Colphax wrote:
Hmm, I'm apparently gonna hafta take another look at Wilsonian Progressivism (not that I ever really have, LOL). I'd always thought of Wilson as kind of a wimp when it came to the military and foreign policy.
Wilson was sort of an odd duck on that. He essentially didn't want to get into a European war, but he was perfectly willing to occupy Haiti.
Basically he wanted the rights of the United States as a neutral nation respected. The problem was that both Britain and Germany insisted on violating those rights. The ultimate decision-maker was A) that Germany was trying to cook up a deal with Mexico to attack the U.S. and B) that while British violations of neutrality were annoying, German violations sometimes killed people.
Wilson held of fighting as long as he could (which was great for us since we let both sides beat the **** out of each other for 3+ years before we got involved) but what happened was sort of inevitable because of the nature of sea warfare at the time.
Prior to WWI, various international treaties laid out what was contraband and what wasn't. If you blockaded an enemy nation, you were perfectly within your rights to sieze contraband on neutral ships coming into his ports.
A blockade was expected to be what in WWI was called a "close blockade"; you kept your ships in a close perimeter along his ports and likely spots on his coast and stopped ships coming in. However, this became a problem with the advent of the submarine
A submarine on the surface is easy prey to enemy ships (aircraft weren't yet a serious threat in WWI). Hence, they remained submerged, and surfaced to stop merchant ships. The rules of the time were written before submarines (and to a certain degree radio) and expected warships to stop the merchant ship, inspect its papers, and if it was necessary to sink the ship, take the crew on board or place them in safety, which might or might not include lifeboats depending on the situation.
The slow speeds and vulnerability of submarines made this exceedingly risky to them, however, and Germany's submarine fleet was its only real chance of breaking the British supply line to the U.S. and breaking the "distant blockade". Hence, a controversy was ongoing in the German government over restricted versus unrestricted submarine warfare with flareups such as the
Lusitania sinking.
A major reason that forced the Germans to do this was that Britain had a larger battleship and battlecruiser fleet (although the German ships
may have been qualitatively superior; British ships were built with more of a "speed is armor" philosophy of Jackie Fisher while German ships followed Tirpitz's axiom that a warship's first duty is to stay afloat. Hence British ships tended to favor gun size and speed over armor, while German ships tended to have smaller guns but heavier armor with generally comparable speed) but it had established what it called a "distant blockade" out in the North Sea and environs for 2 reasons
1) Maintaining a close blockade of Germany inside Heligoland Bight was impractical; the coal-powered ships of the day would have to return to base to replenish coal too frequently, as well as cleaning of their boiler tubes. One could of course, rotate ships, but that would have meant only a portion of the Grand Fleet was there at any time and the entirity of the German High Seas Fleet could have snapped it up piecemeal. In fact, the German strategy throughout the war was to try to isolate single British battle squadrons and destroy them.
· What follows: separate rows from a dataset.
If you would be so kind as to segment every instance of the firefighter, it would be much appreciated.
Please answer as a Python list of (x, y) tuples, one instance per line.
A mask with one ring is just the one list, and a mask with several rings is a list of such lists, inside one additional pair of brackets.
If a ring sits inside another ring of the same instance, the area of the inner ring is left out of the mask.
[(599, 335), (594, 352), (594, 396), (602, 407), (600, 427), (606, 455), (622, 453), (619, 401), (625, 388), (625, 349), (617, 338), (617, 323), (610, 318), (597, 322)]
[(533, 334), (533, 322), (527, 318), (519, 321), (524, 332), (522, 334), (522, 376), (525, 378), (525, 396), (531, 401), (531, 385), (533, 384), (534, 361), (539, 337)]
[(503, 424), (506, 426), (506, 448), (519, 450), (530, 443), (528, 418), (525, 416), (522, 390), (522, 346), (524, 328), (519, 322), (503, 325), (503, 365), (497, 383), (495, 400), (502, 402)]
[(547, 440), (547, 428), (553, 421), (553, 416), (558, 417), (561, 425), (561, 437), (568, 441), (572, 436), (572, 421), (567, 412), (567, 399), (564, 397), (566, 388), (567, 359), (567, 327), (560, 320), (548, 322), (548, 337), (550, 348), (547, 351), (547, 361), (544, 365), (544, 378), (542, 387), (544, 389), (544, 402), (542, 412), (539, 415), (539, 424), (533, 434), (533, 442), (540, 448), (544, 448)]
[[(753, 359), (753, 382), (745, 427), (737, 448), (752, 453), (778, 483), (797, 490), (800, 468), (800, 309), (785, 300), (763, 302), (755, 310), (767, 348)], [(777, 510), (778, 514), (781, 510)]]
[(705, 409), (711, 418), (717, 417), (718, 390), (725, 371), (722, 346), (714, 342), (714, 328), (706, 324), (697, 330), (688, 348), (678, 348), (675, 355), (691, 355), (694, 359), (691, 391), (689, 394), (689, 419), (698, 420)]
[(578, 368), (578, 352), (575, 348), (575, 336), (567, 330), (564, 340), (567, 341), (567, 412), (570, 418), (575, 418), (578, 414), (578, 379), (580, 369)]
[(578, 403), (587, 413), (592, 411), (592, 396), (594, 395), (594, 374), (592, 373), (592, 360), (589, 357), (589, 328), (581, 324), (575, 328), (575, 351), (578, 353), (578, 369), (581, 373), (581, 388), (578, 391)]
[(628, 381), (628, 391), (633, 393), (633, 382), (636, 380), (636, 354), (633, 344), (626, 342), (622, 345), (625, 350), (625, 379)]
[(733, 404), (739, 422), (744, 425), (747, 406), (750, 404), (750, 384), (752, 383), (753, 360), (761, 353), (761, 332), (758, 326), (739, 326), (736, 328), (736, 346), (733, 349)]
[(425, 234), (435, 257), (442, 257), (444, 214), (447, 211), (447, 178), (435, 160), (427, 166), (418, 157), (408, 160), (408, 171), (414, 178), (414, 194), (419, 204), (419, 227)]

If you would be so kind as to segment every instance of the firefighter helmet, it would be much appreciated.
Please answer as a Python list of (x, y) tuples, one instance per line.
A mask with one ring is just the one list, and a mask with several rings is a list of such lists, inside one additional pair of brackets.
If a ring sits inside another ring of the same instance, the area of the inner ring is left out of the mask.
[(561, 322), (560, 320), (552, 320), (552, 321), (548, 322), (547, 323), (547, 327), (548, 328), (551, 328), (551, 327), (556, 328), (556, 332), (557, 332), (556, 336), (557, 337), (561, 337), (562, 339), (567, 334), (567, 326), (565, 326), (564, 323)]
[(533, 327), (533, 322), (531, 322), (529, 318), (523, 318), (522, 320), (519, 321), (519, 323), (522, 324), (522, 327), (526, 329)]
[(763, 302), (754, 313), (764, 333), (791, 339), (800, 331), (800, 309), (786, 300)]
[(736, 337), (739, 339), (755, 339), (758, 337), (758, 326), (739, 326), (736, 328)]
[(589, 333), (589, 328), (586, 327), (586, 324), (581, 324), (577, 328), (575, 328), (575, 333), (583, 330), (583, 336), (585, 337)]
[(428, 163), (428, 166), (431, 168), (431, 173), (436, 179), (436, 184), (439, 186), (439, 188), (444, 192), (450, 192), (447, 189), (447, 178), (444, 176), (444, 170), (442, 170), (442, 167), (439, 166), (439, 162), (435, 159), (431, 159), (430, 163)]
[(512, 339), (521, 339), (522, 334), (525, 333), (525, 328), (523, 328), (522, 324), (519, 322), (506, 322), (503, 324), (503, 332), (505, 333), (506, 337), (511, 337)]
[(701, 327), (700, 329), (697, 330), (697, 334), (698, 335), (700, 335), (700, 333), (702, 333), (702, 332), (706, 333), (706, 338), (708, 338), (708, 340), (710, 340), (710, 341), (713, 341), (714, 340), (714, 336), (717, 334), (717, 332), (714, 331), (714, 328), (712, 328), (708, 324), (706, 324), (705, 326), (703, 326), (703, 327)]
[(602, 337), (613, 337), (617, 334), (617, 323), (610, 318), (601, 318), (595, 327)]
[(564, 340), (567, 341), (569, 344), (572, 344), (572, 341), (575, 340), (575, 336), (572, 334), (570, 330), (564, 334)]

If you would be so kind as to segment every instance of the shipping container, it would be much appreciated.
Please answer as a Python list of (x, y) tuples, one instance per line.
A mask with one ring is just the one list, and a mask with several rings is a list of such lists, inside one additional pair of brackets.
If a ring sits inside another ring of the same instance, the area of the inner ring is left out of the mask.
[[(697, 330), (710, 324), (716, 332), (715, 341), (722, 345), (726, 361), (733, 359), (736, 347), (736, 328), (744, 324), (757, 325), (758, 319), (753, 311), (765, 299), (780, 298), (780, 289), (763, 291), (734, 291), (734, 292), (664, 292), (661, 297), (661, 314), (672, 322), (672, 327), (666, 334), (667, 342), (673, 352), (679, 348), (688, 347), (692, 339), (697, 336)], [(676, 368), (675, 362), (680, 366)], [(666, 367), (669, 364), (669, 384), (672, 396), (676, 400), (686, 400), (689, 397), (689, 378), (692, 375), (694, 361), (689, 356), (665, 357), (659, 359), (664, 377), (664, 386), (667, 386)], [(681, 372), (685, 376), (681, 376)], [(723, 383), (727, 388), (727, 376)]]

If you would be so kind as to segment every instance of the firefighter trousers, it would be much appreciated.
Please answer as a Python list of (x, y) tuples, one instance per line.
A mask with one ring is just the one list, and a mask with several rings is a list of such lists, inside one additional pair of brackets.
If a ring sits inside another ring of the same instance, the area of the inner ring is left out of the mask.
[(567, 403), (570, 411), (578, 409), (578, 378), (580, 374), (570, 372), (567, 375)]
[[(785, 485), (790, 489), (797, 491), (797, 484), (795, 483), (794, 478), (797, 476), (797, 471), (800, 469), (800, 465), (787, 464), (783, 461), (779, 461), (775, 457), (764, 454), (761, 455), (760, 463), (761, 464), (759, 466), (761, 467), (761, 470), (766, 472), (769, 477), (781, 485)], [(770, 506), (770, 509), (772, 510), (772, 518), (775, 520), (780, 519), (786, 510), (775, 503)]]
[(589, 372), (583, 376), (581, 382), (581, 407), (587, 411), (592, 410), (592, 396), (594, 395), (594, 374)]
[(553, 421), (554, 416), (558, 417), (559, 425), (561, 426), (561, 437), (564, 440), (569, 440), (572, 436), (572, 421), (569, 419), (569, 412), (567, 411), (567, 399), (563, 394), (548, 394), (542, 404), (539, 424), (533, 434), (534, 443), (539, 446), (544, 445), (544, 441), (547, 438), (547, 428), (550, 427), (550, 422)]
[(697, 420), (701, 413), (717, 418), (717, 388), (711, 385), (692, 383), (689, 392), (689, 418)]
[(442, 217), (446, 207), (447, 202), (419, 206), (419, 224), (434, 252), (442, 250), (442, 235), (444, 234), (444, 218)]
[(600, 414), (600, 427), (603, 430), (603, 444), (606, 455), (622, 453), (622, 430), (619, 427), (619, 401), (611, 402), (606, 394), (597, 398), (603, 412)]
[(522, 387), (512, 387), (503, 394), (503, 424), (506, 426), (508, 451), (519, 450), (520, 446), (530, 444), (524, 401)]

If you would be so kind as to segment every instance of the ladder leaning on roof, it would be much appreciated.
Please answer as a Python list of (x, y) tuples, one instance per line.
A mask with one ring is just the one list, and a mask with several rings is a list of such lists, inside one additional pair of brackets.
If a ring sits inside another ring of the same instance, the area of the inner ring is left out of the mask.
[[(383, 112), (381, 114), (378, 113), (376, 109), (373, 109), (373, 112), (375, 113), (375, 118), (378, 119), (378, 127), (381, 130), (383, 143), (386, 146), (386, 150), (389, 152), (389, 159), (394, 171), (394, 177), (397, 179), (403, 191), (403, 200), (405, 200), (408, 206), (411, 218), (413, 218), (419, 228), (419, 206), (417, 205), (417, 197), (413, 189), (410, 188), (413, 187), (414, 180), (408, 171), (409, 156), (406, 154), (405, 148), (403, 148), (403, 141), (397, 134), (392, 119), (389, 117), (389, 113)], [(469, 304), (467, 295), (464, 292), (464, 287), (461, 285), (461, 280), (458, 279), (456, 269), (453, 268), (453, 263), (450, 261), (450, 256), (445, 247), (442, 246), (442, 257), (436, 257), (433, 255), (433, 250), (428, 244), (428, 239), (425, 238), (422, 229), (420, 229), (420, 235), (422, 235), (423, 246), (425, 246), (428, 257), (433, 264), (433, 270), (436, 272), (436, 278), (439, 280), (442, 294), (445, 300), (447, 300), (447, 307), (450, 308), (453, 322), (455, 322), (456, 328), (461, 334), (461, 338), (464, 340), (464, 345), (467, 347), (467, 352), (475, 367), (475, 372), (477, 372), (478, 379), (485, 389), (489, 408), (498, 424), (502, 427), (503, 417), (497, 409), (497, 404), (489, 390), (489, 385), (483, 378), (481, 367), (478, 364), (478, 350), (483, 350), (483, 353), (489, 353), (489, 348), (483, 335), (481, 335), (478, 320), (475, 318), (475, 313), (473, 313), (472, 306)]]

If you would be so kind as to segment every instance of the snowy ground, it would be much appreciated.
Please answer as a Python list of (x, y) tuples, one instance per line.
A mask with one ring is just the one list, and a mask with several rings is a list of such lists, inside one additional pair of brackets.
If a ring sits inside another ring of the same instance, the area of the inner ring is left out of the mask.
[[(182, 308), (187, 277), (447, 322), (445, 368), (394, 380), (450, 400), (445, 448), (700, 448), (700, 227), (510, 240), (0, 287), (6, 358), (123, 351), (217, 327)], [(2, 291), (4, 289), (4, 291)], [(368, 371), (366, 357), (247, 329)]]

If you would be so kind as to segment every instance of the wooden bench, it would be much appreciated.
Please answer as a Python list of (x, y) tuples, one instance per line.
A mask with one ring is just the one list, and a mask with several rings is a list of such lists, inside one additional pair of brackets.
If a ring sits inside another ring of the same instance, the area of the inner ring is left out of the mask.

2) The same submarines could be used to break the blockade much more easily close to port
Distant blockade allowed the heavy ships to remain in port, going to sea to train and exercise or respond to German sorties such as the Yarmouth raid while lighter ships conducted the buisness of stopping the merchant ships. German submarines therefore couldn't get to the heavy warships. In fact, no German submarine penetrated Scapa Flow during WWI despite several attempts, although one did get in early in WWII and sunk HMS
Royal OakOn top of this, Britain established the "final destination" doctrine for contraband; declaring much contraband forfeit that was bound for neutral Scandinavian countries because it mgiht eventually end up in Germany (which may or may not have been true in any given case).
While this was irritating to the U.S., the strangling effect this had on Germany's economy was the main reason for eventually deciding on the unrestricted submarine warfare that finally forced Wilson's hand in entering the war.